Flow is chairman and CEO of Flow Automotive Companies and has been recognized locally and statewide as an outstanding citizen in promoting economic and cultural gains. As a trustee, he has served his alma mater for years, chairing the record-breaking Wake Will campaign that led to renovated dorms and the construction of Farrell Hall. President Emeritus Nathan O. Hatch (L.H.D. ’21) calls him “a force at Wake Forest,” someone widely regarded as combining heart with intellect to get things done. Flow was an obvious choice for the Medallion of Merit.

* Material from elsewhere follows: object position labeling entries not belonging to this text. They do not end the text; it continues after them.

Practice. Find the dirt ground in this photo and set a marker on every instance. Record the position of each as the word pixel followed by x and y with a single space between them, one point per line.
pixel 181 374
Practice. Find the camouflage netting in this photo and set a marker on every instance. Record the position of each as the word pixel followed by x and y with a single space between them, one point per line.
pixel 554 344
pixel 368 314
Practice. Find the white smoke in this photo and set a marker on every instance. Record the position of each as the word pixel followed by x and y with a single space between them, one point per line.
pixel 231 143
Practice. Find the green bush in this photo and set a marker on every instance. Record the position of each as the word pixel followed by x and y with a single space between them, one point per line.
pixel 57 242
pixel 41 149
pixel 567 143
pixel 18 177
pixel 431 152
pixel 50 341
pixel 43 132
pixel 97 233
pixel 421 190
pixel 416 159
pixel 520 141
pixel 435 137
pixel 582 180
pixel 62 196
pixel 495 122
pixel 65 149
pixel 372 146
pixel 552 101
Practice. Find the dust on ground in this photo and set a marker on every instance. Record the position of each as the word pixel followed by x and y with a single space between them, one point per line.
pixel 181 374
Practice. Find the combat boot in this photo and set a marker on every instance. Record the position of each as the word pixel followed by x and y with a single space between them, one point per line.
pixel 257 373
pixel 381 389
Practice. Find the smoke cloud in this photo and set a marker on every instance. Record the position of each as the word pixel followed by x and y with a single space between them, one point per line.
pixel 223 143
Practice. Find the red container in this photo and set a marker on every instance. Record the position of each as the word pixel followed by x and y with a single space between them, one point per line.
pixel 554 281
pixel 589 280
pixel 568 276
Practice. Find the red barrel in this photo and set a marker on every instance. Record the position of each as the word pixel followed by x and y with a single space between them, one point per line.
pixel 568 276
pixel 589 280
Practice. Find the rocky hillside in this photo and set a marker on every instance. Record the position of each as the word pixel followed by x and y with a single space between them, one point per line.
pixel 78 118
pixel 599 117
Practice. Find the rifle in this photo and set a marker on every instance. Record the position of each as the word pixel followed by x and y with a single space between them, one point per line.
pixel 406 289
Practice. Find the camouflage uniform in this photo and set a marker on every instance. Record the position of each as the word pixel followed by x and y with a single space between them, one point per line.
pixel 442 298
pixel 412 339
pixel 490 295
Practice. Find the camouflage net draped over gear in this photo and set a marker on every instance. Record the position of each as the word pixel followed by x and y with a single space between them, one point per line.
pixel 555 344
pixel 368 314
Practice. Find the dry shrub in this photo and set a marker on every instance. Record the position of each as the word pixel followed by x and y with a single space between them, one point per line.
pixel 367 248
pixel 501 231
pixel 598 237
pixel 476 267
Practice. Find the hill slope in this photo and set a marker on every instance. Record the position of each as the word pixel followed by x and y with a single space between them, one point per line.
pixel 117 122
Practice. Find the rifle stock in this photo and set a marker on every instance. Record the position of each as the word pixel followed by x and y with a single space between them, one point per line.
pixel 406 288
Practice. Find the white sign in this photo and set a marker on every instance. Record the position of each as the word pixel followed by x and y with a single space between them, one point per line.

Beth Norbrey Hopkins (’73, P ’12) and her husband, the late Dr. Larry Hopkins (’72, MD ’77, P ’12), both were Wake Forest professors and trailblazing students who became devoted alumni and trustees. Beth Hopkins, a Distinguished Alumni Award winner in 2023, taught in the law school and retired in 2016 as director of its Smith Anderson Center for Community Outreach. Larry Hopkins, a beloved physician known for improving prenatal care in Winston-Salem, was an assistant professor of obstetrics and gynecology at the University’s medical school. He received the Distinguished Alumni Award in 1987 and the Medallion of Merit in 2020. He died in November 2020.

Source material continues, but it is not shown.